In a recent blog post, Metageologist asked people to remember their most important geology teachers. Here are three of mine, all of whom shared the same surname.

I was educated in one of only half a dozen or so schools in Northern Ireland that taught geology to A Level standard. The geology teachers at the Royal School Armagh were the Vice Principal, Mr Darby Reid (nickname: “Darby”) and his son, Mr Michael Reid (nickname: “Wee Mick”).

Michael Reid was the person who really inspired me to get into geology. He had only recently graduated himself and was therefore probably less than 10 years older than us. He shared his enthusiasm for geology by sending us out to the frozen outdoor swimming pool to practice our hammer skills on the ice, showing us the key skill of licking rocks, taking us for field trips to the Mourne Mountains (I got soaked more than once doing a river section), and sharing exciting new developments in geology (this was the mid-late 70s when plate tectonics was new).

Darby Reid was one of the more senior teachers in the school, in fact he had taught my Dad in the 1950s. He had a reputation for being a strict disciplinarian (as befits a Vice Principal) and was incredibly well organised (he hand-drew all the timetables for the school), but he had an obvious passionĀ  for geology. He very obviously relaxed when teaching geology and his afternoon field trips to Carboniferous limestone quarry at Navan Fort were a highlight. He also gave us a walking tour round the geology of buildings in Armagh, highlighting in particular the local breccia that became highly polished when used as doorsteps.

The school was fortunate to have inherited the Earl of Caledon’s* geology collection which filled two display cabinets in Mr Reid’s classroom. There was even a sample of uraninite (which would really give the H&S people canaries today!). The store-room next door had been converted into a rock lab, with a rock cutting and polishing machine that A Level students were permitted to use. I can still smell the unique aroma of slicing through Silurian turbidites.

This was a fantastic learning environment, and I know that three pupils from my year (out of around 50) went on to graduate with geology degrees and become professional geologists. That is a real testimony to the Reid family enthusiasm and passion for the subject.

I did my first degree at Queen’s University Belfast in the early 1980s, and one of the lecturers there was a sedimentologist called Mr Robin Reid (no relation to the previous two Reids). Mr Reid had been an RAF pilot during the War and had studied geology afterwards as a War Degree. He was emphatically called Mr Reid because of a poor decision over his Ph.D – apparently, and unknown to him, someone had submitted a Ph.D. thesis on exactly the same topic as Mr Reid only a week or so before he submitted his, and therefore he was denied the award of his degree.

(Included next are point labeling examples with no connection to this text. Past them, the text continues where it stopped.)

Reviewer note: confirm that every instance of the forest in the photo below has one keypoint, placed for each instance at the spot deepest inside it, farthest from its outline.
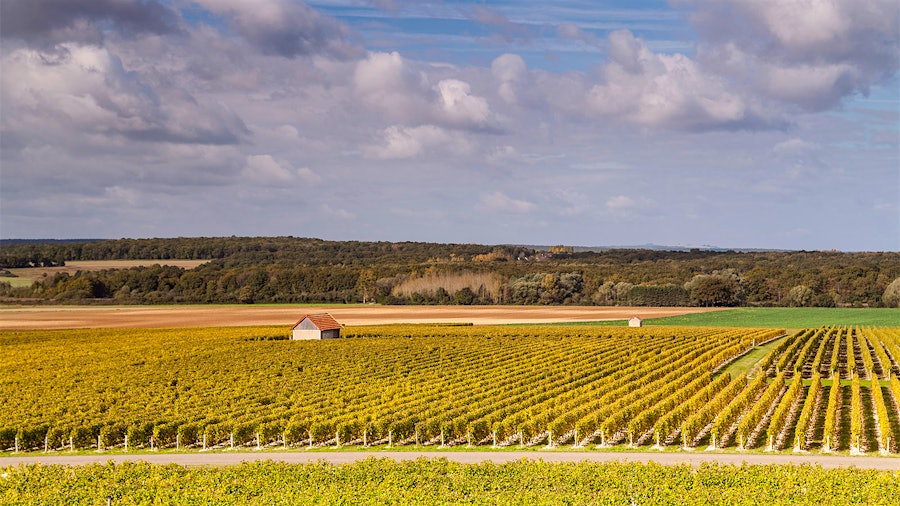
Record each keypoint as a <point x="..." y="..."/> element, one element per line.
<point x="307" y="270"/>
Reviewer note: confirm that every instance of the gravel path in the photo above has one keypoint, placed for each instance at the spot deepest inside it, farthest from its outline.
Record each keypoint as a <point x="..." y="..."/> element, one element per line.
<point x="473" y="457"/>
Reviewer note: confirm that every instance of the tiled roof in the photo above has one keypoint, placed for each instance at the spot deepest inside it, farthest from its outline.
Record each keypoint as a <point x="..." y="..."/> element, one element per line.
<point x="322" y="321"/>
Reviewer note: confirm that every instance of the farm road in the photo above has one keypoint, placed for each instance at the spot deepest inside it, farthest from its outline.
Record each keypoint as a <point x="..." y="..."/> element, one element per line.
<point x="474" y="457"/>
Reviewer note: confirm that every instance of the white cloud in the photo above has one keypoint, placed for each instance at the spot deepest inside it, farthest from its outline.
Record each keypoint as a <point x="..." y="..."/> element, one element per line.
<point x="665" y="90"/>
<point x="621" y="203"/>
<point x="385" y="83"/>
<point x="85" y="90"/>
<point x="811" y="53"/>
<point x="499" y="201"/>
<point x="401" y="142"/>
<point x="263" y="169"/>
<point x="794" y="146"/>
<point x="287" y="28"/>
<point x="460" y="106"/>
<point x="508" y="70"/>
<point x="574" y="203"/>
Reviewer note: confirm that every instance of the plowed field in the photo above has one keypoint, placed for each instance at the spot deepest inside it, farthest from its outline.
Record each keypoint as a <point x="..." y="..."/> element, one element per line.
<point x="60" y="317"/>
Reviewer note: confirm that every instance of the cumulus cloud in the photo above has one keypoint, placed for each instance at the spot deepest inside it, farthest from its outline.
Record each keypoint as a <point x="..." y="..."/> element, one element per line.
<point x="572" y="32"/>
<point x="400" y="142"/>
<point x="265" y="170"/>
<point x="286" y="28"/>
<point x="811" y="53"/>
<point x="499" y="201"/>
<point x="667" y="90"/>
<point x="620" y="203"/>
<point x="387" y="83"/>
<point x="86" y="90"/>
<point x="460" y="106"/>
<point x="508" y="70"/>
<point x="508" y="31"/>
<point x="49" y="22"/>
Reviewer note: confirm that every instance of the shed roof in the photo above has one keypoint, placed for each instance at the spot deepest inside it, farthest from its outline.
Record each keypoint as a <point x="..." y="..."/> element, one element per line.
<point x="323" y="321"/>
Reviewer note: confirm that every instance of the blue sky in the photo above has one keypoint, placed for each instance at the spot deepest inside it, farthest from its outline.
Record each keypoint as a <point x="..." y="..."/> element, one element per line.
<point x="735" y="123"/>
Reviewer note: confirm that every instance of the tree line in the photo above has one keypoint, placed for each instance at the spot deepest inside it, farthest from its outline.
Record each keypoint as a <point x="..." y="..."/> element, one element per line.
<point x="301" y="270"/>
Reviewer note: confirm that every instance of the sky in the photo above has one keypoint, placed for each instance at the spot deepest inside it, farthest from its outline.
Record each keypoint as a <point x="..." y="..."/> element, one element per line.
<point x="731" y="123"/>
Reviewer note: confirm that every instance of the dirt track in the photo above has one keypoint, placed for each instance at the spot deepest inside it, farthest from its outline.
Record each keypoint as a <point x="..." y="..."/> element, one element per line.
<point x="473" y="457"/>
<point x="59" y="317"/>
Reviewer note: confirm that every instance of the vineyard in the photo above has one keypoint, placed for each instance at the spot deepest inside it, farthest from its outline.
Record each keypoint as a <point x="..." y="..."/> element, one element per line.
<point x="423" y="481"/>
<point x="826" y="389"/>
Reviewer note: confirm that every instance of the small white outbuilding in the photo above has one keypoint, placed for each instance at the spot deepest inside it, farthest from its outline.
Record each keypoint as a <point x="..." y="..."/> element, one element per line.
<point x="316" y="326"/>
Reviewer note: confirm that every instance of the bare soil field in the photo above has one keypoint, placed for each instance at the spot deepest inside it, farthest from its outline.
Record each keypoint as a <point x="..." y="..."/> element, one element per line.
<point x="62" y="317"/>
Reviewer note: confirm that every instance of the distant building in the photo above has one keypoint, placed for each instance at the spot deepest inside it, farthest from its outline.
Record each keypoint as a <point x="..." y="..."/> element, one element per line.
<point x="316" y="326"/>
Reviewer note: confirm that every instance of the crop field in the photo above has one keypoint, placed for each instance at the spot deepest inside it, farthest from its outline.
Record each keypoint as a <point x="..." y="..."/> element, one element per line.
<point x="171" y="316"/>
<point x="786" y="317"/>
<point x="438" y="481"/>
<point x="828" y="389"/>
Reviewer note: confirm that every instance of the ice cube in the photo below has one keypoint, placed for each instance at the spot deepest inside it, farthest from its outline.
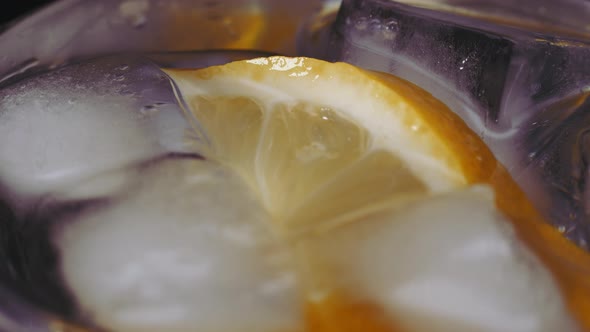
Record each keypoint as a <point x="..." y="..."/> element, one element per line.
<point x="80" y="120"/>
<point x="448" y="263"/>
<point x="188" y="249"/>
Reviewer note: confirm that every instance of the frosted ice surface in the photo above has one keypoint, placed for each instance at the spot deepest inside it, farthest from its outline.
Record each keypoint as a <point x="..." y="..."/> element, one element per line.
<point x="188" y="247"/>
<point x="448" y="263"/>
<point x="83" y="119"/>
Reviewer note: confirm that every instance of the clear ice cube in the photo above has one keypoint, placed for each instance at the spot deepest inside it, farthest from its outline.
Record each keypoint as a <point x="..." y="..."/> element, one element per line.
<point x="524" y="91"/>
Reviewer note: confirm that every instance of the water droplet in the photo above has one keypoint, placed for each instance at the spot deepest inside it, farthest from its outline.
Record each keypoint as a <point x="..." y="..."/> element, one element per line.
<point x="361" y="24"/>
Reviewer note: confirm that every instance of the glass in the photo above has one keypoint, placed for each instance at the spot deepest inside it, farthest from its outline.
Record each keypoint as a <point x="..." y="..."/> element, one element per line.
<point x="517" y="72"/>
<point x="518" y="77"/>
<point x="45" y="61"/>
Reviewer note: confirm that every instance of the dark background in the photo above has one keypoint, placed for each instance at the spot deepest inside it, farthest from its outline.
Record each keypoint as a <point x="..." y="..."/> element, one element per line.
<point x="14" y="9"/>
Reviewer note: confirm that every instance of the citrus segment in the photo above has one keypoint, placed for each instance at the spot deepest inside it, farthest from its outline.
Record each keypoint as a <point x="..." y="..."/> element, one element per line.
<point x="330" y="147"/>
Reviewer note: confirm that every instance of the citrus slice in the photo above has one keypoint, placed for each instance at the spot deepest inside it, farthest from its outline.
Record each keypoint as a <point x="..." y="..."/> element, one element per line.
<point x="345" y="162"/>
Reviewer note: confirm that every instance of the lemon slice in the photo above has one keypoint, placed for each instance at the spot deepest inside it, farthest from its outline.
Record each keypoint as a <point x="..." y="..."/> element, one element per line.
<point x="334" y="152"/>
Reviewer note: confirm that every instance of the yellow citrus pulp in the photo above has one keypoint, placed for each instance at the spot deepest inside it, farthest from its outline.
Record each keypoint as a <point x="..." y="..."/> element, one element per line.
<point x="325" y="146"/>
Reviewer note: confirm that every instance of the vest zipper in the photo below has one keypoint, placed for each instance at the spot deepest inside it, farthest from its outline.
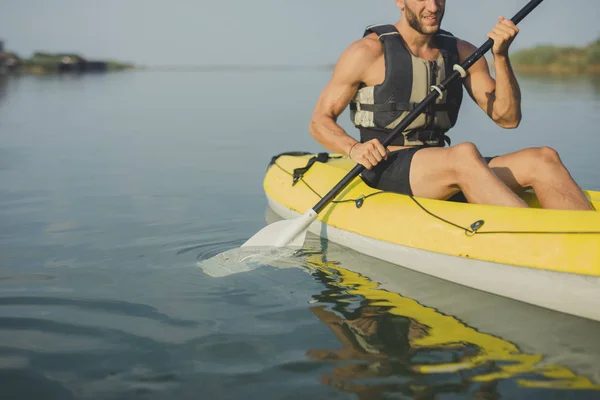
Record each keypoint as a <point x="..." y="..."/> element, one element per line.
<point x="432" y="81"/>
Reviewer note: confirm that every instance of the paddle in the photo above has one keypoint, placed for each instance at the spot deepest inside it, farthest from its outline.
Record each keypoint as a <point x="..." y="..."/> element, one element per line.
<point x="293" y="232"/>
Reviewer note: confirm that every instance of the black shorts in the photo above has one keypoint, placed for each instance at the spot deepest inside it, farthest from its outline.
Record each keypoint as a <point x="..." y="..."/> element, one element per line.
<point x="393" y="174"/>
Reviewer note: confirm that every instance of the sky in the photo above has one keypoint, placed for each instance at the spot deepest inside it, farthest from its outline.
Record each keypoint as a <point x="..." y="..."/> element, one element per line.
<point x="259" y="32"/>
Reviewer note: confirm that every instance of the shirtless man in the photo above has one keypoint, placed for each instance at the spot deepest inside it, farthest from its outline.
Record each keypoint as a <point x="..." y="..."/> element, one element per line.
<point x="390" y="70"/>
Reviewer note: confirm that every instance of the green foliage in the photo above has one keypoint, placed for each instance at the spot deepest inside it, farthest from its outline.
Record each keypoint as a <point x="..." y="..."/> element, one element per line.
<point x="563" y="58"/>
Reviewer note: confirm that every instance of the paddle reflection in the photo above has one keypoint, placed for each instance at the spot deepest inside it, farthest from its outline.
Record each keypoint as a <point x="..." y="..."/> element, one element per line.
<point x="392" y="344"/>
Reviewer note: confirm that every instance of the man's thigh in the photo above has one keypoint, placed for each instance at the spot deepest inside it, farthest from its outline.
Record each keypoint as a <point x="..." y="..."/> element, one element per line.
<point x="432" y="174"/>
<point x="514" y="169"/>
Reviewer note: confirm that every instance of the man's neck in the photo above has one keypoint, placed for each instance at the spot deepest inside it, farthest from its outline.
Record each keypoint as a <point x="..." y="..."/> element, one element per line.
<point x="414" y="39"/>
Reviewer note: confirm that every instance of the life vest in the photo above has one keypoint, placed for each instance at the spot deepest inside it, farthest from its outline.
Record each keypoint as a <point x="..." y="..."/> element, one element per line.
<point x="376" y="110"/>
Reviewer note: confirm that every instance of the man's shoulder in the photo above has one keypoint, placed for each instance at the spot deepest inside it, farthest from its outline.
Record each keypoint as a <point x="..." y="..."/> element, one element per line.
<point x="368" y="47"/>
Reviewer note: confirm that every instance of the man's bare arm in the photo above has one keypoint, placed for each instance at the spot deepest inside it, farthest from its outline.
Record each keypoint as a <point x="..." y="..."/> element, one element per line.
<point x="499" y="98"/>
<point x="347" y="77"/>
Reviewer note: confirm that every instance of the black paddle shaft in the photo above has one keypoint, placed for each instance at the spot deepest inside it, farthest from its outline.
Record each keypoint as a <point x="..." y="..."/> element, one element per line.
<point x="422" y="106"/>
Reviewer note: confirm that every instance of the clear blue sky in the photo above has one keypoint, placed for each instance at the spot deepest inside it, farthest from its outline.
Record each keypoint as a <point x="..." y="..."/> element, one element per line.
<point x="192" y="32"/>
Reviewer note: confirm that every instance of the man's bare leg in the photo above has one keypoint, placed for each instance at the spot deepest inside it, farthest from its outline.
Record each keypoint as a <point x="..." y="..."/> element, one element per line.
<point x="541" y="169"/>
<point x="438" y="173"/>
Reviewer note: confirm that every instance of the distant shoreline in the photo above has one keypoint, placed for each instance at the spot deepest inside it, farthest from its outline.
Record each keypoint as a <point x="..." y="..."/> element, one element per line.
<point x="49" y="63"/>
<point x="559" y="60"/>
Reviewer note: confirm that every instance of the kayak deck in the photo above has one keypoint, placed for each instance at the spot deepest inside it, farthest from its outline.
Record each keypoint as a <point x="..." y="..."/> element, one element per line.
<point x="552" y="240"/>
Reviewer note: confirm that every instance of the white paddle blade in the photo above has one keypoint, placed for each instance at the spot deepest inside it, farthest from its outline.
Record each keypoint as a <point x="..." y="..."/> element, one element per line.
<point x="286" y="233"/>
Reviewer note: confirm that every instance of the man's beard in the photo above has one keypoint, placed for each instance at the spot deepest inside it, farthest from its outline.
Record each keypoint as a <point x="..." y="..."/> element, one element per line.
<point x="414" y="22"/>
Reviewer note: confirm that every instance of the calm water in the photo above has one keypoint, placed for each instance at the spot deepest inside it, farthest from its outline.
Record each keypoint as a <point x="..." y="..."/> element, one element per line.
<point x="114" y="187"/>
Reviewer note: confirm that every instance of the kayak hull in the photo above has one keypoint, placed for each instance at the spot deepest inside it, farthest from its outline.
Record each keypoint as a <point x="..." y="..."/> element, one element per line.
<point x="572" y="293"/>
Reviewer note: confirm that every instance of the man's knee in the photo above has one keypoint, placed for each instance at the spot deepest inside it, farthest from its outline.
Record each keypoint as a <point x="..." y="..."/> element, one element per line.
<point x="547" y="155"/>
<point x="466" y="150"/>
<point x="465" y="157"/>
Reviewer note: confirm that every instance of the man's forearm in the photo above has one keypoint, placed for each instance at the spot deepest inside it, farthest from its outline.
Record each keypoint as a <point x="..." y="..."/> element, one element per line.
<point x="507" y="96"/>
<point x="331" y="136"/>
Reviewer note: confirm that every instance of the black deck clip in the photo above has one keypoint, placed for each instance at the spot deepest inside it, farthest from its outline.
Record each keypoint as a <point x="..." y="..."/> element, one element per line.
<point x="299" y="172"/>
<point x="475" y="226"/>
<point x="360" y="201"/>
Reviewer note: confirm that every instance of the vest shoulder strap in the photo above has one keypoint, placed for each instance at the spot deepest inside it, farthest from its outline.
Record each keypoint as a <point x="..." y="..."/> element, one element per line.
<point x="382" y="31"/>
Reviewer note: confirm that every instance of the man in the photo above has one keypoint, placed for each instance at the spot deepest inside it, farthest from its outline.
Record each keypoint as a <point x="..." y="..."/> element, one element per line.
<point x="390" y="70"/>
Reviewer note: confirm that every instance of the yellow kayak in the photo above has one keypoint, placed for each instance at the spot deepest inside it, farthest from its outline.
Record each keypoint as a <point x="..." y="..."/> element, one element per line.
<point x="548" y="258"/>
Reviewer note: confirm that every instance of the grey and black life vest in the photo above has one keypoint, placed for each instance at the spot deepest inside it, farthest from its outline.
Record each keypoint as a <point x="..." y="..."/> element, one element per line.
<point x="376" y="110"/>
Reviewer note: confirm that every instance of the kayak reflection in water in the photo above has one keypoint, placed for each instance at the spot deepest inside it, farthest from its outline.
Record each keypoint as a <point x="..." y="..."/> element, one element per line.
<point x="392" y="344"/>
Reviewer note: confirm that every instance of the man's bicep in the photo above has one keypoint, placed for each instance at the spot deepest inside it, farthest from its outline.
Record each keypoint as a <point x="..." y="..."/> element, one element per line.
<point x="347" y="76"/>
<point x="479" y="83"/>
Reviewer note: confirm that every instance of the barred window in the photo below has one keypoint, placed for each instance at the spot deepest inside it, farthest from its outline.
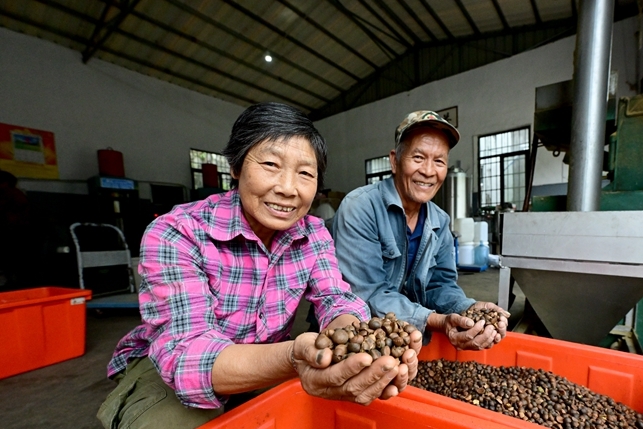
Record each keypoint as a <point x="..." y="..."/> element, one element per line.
<point x="503" y="167"/>
<point x="377" y="169"/>
<point x="200" y="157"/>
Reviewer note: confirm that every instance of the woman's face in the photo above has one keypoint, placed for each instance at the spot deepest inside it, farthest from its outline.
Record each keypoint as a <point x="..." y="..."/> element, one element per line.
<point x="277" y="185"/>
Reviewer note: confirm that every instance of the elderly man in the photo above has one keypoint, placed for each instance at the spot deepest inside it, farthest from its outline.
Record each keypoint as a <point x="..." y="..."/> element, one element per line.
<point x="394" y="245"/>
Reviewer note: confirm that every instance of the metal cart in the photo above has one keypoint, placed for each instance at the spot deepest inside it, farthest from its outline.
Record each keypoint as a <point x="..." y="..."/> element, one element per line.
<point x="104" y="265"/>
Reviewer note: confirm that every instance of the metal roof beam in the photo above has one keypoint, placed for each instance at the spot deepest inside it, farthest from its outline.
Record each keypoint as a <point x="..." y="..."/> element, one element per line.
<point x="125" y="7"/>
<point x="398" y="21"/>
<point x="501" y="15"/>
<point x="255" y="45"/>
<point x="350" y="15"/>
<point x="82" y="40"/>
<point x="473" y="25"/>
<point x="225" y="54"/>
<point x="321" y="28"/>
<point x="413" y="15"/>
<point x="562" y="28"/>
<point x="170" y="52"/>
<point x="534" y="8"/>
<point x="437" y="19"/>
<point x="291" y="39"/>
<point x="395" y="34"/>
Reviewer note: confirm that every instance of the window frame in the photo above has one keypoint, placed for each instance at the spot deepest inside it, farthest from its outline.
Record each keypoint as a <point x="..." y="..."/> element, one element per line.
<point x="379" y="175"/>
<point x="501" y="158"/>
<point x="223" y="184"/>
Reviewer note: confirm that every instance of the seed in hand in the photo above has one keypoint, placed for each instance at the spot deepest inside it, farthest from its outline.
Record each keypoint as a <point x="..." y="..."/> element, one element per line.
<point x="490" y="317"/>
<point x="378" y="337"/>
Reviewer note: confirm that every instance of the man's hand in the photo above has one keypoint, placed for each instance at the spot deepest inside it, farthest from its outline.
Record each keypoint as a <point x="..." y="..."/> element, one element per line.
<point x="502" y="323"/>
<point x="463" y="333"/>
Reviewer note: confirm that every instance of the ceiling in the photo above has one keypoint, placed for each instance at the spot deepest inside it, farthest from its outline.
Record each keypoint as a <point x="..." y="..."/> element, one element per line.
<point x="328" y="55"/>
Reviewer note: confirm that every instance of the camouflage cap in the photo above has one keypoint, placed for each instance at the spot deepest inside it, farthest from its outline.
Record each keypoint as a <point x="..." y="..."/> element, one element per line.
<point x="428" y="118"/>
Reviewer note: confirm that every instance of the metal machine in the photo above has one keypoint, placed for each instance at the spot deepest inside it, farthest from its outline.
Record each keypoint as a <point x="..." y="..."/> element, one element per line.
<point x="582" y="269"/>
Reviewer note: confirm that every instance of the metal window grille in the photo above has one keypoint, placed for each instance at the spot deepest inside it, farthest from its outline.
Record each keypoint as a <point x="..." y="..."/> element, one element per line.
<point x="377" y="169"/>
<point x="200" y="157"/>
<point x="503" y="167"/>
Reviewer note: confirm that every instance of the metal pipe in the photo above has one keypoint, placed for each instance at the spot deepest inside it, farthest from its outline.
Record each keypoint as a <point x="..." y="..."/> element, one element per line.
<point x="591" y="79"/>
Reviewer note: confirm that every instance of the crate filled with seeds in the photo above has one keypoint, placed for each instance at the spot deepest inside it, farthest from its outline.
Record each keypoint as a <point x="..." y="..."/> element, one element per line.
<point x="528" y="382"/>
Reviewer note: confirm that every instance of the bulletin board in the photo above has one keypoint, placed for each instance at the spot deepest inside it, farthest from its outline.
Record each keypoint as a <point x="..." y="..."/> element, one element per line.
<point x="28" y="152"/>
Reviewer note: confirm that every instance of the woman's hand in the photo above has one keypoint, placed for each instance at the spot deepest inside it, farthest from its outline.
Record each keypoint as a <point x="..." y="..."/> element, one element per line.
<point x="358" y="379"/>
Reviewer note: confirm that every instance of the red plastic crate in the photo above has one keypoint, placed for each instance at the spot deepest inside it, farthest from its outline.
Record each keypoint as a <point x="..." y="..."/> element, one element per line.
<point x="40" y="327"/>
<point x="608" y="372"/>
<point x="287" y="406"/>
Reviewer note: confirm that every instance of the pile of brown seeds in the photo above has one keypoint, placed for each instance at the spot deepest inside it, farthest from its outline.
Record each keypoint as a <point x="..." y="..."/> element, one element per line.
<point x="491" y="317"/>
<point x="377" y="337"/>
<point x="532" y="395"/>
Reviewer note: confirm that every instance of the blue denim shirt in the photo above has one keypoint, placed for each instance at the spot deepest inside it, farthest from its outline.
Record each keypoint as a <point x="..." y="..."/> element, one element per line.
<point x="369" y="230"/>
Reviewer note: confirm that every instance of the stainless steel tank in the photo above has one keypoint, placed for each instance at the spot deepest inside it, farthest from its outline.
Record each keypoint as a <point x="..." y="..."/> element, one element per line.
<point x="455" y="197"/>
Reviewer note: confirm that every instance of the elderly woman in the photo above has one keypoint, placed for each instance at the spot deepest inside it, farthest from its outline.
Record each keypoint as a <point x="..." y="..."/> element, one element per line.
<point x="222" y="279"/>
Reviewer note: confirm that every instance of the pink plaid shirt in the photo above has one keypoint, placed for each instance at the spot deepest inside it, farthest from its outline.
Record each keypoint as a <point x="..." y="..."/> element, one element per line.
<point x="207" y="281"/>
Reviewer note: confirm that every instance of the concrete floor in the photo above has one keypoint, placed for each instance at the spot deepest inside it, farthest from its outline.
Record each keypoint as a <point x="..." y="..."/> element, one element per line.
<point x="68" y="394"/>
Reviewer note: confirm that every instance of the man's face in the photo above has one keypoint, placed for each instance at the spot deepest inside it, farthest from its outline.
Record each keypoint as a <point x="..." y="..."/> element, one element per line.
<point x="422" y="167"/>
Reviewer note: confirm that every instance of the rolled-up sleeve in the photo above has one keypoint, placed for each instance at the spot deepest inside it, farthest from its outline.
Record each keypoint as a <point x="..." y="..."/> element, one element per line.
<point x="329" y="294"/>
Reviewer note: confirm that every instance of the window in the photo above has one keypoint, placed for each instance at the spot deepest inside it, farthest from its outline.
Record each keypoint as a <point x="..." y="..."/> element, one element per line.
<point x="199" y="157"/>
<point x="377" y="169"/>
<point x="503" y="167"/>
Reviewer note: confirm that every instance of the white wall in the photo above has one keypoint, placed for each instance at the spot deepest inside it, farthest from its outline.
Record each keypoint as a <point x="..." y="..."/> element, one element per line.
<point x="494" y="98"/>
<point x="92" y="106"/>
<point x="154" y="123"/>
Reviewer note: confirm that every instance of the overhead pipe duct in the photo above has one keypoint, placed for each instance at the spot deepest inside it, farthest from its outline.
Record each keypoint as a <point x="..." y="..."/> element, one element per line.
<point x="591" y="78"/>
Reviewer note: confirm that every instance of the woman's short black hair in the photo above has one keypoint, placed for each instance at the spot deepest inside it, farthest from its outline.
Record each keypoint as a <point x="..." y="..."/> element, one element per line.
<point x="272" y="122"/>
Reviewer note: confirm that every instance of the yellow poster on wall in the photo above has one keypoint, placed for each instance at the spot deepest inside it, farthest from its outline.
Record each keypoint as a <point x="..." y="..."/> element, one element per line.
<point x="28" y="152"/>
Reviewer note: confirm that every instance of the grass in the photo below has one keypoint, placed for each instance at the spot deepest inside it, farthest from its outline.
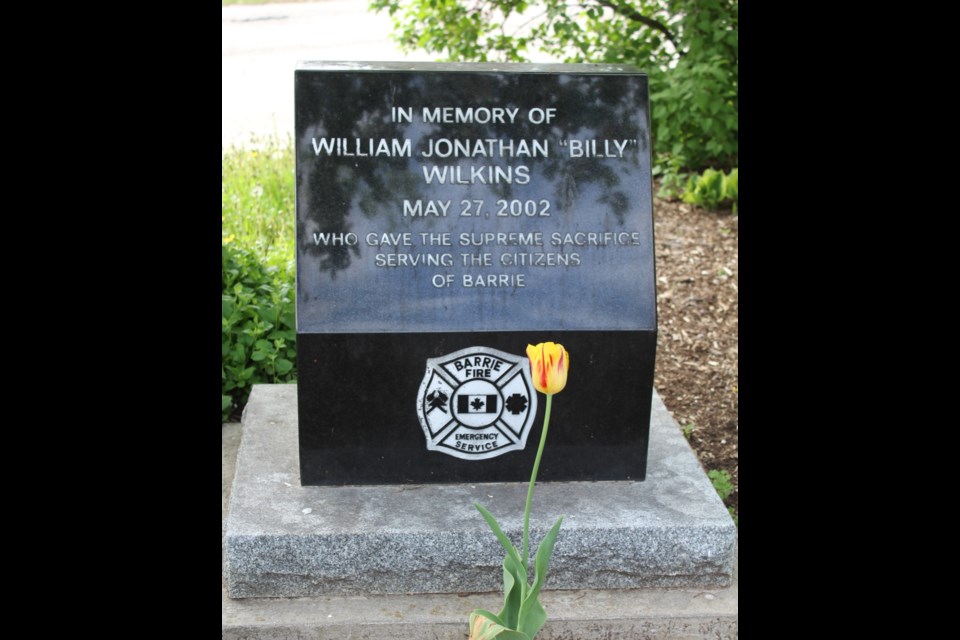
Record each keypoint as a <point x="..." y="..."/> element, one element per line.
<point x="257" y="200"/>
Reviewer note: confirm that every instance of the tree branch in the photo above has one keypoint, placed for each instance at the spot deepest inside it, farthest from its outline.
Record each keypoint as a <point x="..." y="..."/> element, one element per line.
<point x="633" y="14"/>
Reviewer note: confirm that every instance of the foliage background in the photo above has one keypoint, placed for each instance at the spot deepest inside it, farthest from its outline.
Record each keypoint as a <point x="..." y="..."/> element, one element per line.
<point x="689" y="49"/>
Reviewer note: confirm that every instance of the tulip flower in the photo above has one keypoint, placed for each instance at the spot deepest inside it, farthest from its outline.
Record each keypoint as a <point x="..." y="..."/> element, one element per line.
<point x="549" y="363"/>
<point x="522" y="615"/>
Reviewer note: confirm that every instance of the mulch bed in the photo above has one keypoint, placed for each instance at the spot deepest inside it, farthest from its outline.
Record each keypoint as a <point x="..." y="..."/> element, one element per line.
<point x="697" y="348"/>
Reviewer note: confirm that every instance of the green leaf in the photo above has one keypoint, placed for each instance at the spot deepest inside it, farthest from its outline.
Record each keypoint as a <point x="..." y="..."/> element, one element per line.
<point x="514" y="584"/>
<point x="498" y="532"/>
<point x="532" y="614"/>
<point x="492" y="628"/>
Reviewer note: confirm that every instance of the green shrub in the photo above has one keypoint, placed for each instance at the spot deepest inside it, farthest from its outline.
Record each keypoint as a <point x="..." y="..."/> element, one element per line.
<point x="689" y="49"/>
<point x="722" y="482"/>
<point x="712" y="189"/>
<point x="258" y="339"/>
<point x="257" y="236"/>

My best memory of Robin Reid was the third year field trip to the Cotswolds and Weymouth. While the students took the ferry and a train to Cheltenham, and were then on a coach for the rest of the trip, Mr Reid rode his old Triumph motorbike. And yes, he did wear a white silk scarf, all very RAF. He introduced us to the joys of the Inferior and Greater Oolite, the Jurassic Coast and, crucially, real ale. I still get excited seeing oolites in the field.

I’d be interested to hear from anyone else who remembers these teachers. There are many more who I could mention (Arthur Whiteman from Aberdeen being one), but that’s for another day.

* One of the Earls of Caledon was a Fellow of the Geological Society (FGS).